Gallop polled people about the cost of gas last month, and a majority said they thought gas would hit $6 a gallon within the next 5 years, but only 19 percent thought it would hit $10 a gallon within that time period.  My personal guess is that it’s likely to hit $6 or $7 in the next year or so, as part of a speculative bubble, but then fall back to the $3-$4 range.  But that’s just a guess.  I’m pretty confident that gas-powered cars will still be around when my boys hit driving age, unlike the author of an essay I read recently.

My car needed some not-insignificant repairs to pass its inspection this month, so I spent some time crunching the numbers to see if it made sense to replace it with a hybrid.  The answer is no, at least not for economic reasons — I drive less than 8,000 miles a year, and even if I doubled the fuel economy, I just wouldn’t save that much money.  At the very minimum, it makes sense to hold out a couple of years so I can get a next-generation hybrid, which are supposed to have much higher fuel economy.

(I also read an article that suggested that a plug-in hybrid could be used as a backup power source.  Given the unreliability of power in our neighborhood, that would be a killer app for me.)

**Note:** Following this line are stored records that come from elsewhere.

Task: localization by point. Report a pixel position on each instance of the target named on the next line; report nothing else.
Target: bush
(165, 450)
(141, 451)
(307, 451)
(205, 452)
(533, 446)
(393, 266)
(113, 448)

9 Responses to “Gas prices”

  1. dave.s. Says:

    I’m expecting very substantial devaluation of the dollar, so the price we see for petroleum products will go up a lot. Euro area, you may be right about the price future, for us, not so much. I don’t see a lot of increase in oil pumped out of the ground in the future, and BRIC demand for petroleum will go nowhere but up, so we will be competing for a same-size or shrinking amount of petroleum. That ‘s not a recipe for price declines, it suggests being colder in the winter, travelling less, extinction of Hummers (yes!) and much less mobility for poor people.
    Substitution: there are several things being worked on for fuel substitutes: algal biodiesel, liquid fuels from thermal decomposition of waste/plant products. Liquid fuels from coal. Electric cars. Compressed-air cars. We may well reserve petroleum for long-haul trips, use electric-powered jitneys to take the kids to school.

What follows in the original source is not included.